Actionable Counterfactual Explanations Using Bayesian Networks and Path Planning with Applications to Environmental Quality Improvement
This work addresses the need for interpretable and privacy-preserving counterfactual explanations in high-stakes domains like environmental policy, where fairness and data sensitivity are critical, though it is incremental in method.
The authors tackled the problem of generating actionable counterfactual explanations for machine learning models by developing a method that uses Bayesian networks for density estimation and path planning algorithms, avoiding direct use of sensitive training data. Their approach outperformed state-of-the-art algorithms on a synthetic benchmark of 15 datasets, finding more actionable and simpler counterfactuals, and was applied to a real-world EPA dataset to improve environmental quality policies while ensuring equity.

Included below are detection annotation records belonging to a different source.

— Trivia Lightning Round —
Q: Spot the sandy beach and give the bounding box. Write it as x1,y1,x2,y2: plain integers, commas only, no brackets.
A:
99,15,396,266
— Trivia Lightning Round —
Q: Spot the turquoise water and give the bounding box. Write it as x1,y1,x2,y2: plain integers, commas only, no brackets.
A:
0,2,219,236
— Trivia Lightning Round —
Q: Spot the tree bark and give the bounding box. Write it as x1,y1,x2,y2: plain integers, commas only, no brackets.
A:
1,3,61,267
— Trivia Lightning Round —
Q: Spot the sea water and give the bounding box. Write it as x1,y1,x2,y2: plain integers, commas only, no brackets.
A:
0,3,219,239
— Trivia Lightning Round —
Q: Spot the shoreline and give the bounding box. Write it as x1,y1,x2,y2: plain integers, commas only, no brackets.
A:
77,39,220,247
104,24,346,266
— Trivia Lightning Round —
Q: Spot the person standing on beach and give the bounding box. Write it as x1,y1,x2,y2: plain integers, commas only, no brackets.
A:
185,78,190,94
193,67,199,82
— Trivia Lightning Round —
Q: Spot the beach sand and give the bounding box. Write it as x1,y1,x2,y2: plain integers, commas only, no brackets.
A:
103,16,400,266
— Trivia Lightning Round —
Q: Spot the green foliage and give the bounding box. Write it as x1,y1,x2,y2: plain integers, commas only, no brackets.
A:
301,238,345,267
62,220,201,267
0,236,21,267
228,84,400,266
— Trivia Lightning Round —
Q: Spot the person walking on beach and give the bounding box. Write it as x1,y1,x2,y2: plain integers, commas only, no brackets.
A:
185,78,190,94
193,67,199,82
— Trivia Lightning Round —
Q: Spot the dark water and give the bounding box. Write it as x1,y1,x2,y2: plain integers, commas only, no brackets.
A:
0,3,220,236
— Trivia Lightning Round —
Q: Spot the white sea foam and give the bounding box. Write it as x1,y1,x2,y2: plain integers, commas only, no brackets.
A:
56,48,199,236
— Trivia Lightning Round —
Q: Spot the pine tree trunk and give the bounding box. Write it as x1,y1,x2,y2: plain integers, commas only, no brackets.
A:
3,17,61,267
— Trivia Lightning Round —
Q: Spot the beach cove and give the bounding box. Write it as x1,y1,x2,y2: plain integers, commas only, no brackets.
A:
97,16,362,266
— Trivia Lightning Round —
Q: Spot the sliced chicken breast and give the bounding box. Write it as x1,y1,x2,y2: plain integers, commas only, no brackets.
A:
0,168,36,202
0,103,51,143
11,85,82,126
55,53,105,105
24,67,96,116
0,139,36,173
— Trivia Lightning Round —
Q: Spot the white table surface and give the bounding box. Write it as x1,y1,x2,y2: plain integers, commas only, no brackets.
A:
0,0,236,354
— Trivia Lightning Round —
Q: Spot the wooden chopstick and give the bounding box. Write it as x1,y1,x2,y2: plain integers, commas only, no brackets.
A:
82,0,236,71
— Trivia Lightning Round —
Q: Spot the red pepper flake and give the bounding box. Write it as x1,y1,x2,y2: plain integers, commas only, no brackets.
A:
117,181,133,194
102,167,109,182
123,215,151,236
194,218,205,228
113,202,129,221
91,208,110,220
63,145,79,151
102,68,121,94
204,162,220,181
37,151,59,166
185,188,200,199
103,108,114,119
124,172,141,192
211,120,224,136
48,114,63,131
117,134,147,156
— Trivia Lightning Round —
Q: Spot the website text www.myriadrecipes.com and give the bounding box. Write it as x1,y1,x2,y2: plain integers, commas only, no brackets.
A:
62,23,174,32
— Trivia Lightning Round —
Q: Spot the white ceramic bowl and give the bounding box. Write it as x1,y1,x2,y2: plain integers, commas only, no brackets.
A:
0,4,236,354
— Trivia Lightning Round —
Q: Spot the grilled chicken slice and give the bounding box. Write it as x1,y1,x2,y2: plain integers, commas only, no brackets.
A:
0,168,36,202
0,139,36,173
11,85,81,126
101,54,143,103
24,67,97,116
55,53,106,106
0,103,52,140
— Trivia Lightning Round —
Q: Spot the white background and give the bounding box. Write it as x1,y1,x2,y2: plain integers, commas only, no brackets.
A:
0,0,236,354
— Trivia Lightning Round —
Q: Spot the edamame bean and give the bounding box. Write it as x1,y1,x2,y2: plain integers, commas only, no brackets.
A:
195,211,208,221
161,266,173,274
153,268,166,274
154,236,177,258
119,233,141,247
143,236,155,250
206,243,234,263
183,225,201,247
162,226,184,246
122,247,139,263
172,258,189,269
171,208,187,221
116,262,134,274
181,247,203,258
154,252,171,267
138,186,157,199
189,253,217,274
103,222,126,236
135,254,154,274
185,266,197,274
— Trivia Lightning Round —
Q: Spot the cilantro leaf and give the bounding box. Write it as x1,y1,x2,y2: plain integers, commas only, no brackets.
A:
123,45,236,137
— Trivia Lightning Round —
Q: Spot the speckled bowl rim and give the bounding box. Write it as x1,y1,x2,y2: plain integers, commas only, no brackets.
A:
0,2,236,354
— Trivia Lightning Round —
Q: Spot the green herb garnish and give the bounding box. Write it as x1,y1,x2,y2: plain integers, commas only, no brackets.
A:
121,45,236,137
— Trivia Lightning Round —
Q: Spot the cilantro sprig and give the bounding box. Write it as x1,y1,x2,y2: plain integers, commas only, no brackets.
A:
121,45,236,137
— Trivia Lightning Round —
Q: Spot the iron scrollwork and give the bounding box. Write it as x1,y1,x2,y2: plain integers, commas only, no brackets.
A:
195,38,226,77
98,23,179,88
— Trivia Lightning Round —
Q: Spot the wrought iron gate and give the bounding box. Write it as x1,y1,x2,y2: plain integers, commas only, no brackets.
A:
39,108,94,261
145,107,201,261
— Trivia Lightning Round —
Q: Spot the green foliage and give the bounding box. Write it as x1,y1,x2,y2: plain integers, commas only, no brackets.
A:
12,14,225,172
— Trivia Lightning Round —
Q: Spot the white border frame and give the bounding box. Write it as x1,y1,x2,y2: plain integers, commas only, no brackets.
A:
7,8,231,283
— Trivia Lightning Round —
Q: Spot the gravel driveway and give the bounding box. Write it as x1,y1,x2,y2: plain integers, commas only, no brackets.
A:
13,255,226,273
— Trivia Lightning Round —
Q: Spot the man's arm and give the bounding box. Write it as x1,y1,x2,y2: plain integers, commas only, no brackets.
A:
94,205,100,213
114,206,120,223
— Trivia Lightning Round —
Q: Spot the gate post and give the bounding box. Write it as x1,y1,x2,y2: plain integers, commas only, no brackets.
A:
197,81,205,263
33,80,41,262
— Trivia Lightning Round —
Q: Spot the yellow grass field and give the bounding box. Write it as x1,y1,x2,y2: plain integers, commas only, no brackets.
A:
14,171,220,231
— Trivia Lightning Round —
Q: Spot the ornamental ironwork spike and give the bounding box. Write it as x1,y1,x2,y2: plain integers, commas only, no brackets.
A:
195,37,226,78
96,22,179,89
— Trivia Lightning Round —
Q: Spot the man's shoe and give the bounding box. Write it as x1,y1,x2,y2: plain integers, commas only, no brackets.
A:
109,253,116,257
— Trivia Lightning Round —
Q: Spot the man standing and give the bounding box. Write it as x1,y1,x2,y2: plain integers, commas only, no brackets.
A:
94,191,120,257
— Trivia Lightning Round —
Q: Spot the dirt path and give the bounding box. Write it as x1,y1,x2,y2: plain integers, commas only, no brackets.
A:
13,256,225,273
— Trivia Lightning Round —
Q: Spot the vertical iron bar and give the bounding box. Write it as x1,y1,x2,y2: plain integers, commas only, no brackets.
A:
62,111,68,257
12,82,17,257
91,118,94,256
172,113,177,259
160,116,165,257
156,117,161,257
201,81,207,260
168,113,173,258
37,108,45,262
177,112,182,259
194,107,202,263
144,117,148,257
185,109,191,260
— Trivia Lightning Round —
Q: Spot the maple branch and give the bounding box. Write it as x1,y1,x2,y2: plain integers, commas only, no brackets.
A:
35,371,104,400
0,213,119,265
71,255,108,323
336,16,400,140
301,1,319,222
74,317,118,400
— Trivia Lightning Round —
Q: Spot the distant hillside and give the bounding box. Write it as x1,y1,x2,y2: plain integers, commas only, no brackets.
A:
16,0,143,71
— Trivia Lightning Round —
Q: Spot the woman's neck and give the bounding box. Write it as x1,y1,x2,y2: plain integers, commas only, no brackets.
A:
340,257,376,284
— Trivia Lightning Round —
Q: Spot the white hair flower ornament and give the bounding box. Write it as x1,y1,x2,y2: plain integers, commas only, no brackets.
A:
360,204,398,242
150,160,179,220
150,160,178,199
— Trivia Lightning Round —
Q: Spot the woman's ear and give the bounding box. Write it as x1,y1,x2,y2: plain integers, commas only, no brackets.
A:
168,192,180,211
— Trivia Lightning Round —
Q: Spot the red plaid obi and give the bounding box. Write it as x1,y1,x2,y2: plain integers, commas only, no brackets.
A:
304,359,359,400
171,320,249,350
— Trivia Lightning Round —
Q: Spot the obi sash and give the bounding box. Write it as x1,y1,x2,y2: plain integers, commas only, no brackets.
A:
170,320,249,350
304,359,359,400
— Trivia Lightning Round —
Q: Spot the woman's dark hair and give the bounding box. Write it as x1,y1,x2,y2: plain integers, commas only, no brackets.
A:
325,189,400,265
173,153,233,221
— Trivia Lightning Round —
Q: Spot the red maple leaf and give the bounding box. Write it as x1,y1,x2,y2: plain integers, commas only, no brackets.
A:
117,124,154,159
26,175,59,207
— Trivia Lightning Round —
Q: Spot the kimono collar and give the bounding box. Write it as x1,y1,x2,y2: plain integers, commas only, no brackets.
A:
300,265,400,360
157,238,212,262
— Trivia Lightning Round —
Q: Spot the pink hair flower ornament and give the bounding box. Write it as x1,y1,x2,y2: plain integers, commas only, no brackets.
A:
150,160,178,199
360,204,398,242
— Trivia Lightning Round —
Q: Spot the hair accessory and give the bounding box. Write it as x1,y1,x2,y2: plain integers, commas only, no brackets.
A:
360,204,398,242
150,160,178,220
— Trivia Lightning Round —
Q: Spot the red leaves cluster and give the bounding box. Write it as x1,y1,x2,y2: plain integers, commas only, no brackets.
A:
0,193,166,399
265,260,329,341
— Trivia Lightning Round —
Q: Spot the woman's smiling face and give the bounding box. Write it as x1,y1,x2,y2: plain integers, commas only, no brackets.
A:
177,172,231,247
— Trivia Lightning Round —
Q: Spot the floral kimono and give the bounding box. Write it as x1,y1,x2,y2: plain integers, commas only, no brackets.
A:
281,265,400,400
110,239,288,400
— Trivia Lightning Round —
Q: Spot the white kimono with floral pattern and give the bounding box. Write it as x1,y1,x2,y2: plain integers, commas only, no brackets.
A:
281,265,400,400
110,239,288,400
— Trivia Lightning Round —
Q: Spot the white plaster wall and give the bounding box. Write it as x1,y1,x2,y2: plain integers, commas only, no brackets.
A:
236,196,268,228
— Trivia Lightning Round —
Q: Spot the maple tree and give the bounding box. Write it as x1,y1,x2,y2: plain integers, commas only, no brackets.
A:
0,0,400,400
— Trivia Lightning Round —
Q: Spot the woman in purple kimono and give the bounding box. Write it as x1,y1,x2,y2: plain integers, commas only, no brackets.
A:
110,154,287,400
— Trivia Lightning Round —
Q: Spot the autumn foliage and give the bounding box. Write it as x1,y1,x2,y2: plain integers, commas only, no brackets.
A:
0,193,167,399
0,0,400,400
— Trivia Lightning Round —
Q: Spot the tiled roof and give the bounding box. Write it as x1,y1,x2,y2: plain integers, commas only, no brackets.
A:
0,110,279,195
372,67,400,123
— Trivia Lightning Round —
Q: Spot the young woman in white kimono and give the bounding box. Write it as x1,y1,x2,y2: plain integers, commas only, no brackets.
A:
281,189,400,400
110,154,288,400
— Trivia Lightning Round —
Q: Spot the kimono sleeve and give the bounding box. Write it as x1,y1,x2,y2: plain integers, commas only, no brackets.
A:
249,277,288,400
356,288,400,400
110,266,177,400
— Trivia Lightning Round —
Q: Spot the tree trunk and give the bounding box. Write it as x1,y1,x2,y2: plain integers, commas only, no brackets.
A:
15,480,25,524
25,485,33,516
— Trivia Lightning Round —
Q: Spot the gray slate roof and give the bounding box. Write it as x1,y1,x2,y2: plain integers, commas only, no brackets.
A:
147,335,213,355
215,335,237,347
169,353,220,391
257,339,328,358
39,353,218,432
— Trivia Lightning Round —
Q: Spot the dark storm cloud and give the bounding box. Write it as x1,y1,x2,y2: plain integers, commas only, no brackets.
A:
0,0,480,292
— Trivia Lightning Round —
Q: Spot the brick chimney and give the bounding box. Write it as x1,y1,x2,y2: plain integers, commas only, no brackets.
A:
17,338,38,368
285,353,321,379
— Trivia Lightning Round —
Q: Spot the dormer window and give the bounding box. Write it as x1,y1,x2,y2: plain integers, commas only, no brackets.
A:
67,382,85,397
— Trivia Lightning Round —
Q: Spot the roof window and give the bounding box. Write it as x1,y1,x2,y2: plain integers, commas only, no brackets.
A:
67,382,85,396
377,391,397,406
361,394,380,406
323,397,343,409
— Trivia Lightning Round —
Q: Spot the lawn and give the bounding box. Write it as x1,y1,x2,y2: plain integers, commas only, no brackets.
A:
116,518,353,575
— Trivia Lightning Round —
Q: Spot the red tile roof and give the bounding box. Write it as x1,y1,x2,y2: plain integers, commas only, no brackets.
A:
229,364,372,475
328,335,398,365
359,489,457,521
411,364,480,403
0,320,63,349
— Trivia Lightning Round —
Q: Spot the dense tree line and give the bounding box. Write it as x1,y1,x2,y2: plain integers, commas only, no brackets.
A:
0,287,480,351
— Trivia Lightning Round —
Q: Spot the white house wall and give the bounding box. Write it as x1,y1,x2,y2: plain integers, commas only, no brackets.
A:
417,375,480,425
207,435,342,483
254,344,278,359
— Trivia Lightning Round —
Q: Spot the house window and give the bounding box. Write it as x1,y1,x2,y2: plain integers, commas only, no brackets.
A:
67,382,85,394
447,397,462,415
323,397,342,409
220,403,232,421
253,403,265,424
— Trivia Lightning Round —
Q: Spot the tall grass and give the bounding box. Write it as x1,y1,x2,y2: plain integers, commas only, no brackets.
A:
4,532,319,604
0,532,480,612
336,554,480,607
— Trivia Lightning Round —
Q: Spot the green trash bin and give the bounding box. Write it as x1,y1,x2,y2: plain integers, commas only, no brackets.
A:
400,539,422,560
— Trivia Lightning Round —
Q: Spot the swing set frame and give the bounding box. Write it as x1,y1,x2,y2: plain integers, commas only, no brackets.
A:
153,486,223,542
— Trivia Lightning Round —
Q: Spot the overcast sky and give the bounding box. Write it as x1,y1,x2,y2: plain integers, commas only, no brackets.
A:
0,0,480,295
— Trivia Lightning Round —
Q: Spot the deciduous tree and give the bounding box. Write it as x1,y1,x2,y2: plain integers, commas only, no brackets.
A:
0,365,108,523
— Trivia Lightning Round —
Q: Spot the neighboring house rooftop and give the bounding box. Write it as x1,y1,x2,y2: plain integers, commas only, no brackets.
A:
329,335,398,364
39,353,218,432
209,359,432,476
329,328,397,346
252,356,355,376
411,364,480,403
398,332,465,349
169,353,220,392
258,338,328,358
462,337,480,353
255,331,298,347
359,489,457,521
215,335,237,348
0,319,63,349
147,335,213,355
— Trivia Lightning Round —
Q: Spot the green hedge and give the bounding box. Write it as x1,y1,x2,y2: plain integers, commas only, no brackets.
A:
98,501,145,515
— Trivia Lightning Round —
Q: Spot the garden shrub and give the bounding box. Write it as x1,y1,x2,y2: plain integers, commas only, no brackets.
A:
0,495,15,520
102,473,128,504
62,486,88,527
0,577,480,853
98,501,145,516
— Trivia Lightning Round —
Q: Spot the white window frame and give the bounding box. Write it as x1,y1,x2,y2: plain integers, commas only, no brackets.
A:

Counterfactual explanations study what should have changed in order to get an alternative result, enabling end-users to understand machine learning mechanisms with counterexamples. Actionability is defined as the ability to transform the original case to be explained into a counterfactual one. We develop a method for actionable counterfactual explanations that, unlike predecessors, does not directly leverage training data. Rather, data is only used to learn a density estimator, creating a search landscape in which to apply path planning algorithms to solve the problem and masking the endogenous data, which can be sensitive or private. We put special focus on estimating the data density using Bayesian networks, demonstrating how their enhanced interpretability is useful in high-stakes scenarios in which fairness is raising concern. Using a synthetic benchmark comprised of 15 datasets, our proposal finds more actionable and simpler counterfactuals than the current state-of-the-art algorithms. We also test our algorithm with a real-world Environmental Protection Agency dataset, facilitating a more efficient and equitable study of policies to improve the quality of life in United States of America counties. Our proposal captures the interaction of variables, ensuring equity in decisions, as policies to improve certain domains of study (air, water quality, etc.) can be detrimental in others. In particular, the sociodemographic domain is often involved, where we find important variables related to the ongoing housing crisis that can potentially have a severe negative impact on communities.